In life she was known for her ostentatious displays of wealth. Polybius, for example, noted in his narrative how Aemilia "display[ed] great magnificence whenever she left her house to take part in the ceremonies that women attend, having participated in the fortune of Scipio when he was at the height of his prosperity" before describing the large size of her retinue, gold and silver adorned carriage, and expensive sacrificial instruments. These ostentatious displays of wealth reflected high levels of status competition among the female members of the middle republican elite, especially in public religious rites – especially to Juno and Magna Mater – and in advertising politically for her family by organising prestigious marriages and public gatherings. She also assisted in suppressing news of Africanus' affair with one of their slave girls to protect his reputation; after Africanus' death, the girl was manumitted and married to one of their freedmen. She was provided some 300,000 denarii in Africanus' will as a usufructuary dower; she also arranged for Africanus' funeral mask to be installed at the Temple of Jupiter Optimus Maximus on the Capitoline Hill.

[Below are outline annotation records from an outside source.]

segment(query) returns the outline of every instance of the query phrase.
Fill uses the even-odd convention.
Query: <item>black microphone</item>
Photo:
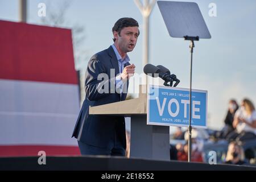
[[[168,68],[164,67],[164,66],[163,66],[163,65],[158,65],[156,66],[156,67],[158,67],[158,68],[160,69],[160,71],[161,72],[166,73],[168,73],[168,75],[170,75],[170,76],[174,81],[177,81],[177,82],[180,82],[180,80],[179,80],[178,78],[177,78],[177,77],[176,77],[176,76],[175,75],[174,75],[174,74],[171,75],[171,72],[170,71],[170,70],[169,70]]]
[[[143,71],[145,74],[150,74],[152,77],[156,77],[158,75],[156,74],[158,74],[158,76],[166,82],[174,81],[174,80],[169,76],[168,73],[162,72],[159,68],[158,68],[152,64],[146,64],[144,67]]]

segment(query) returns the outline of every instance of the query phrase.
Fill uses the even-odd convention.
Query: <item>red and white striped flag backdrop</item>
[[[79,155],[71,31],[0,20],[0,156]]]

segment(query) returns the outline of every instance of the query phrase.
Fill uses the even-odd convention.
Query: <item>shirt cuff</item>
[[[121,75],[115,77],[115,88],[117,90],[120,90],[120,93],[122,93],[123,87],[123,81],[122,80]]]

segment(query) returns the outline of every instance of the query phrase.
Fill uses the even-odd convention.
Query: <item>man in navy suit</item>
[[[136,45],[138,27],[133,18],[118,20],[112,28],[114,44],[89,61],[85,73],[85,99],[72,135],[77,139],[82,155],[125,154],[125,118],[89,115],[89,107],[125,100],[129,79],[135,67],[129,63],[127,52],[132,51]]]

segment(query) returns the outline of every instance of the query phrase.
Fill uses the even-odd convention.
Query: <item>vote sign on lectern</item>
[[[147,124],[188,127],[189,89],[148,85]],[[192,90],[191,126],[207,127],[207,91]]]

Aemilia died in 162 or 163 BC. The funeral was likely organised by Scipio Aemilianus, her main heir and adoptive son of her son Publius. Many of the precious instruments she had used for public religious rites were passed down in the Cornelian family, "memorial[ising] her and adorn[ing] her female relatives".

== Family ==
She is known to have had two brothers: Lucius Aemilius Paullus Macedonicus and Marcus Livius Aemilianus.

Aemilia bore four children with Africanus. There were two sons, Publius and Lucius: Publius was made augur in 180 BC; Lucius was praetor in 174 BC. They also had two daughters named Cornelia: the elder married Publius Cornelius Scipio Nasica Corculum and the younger married the consul of 177 BC, Tiberius Sempronius Gracchus.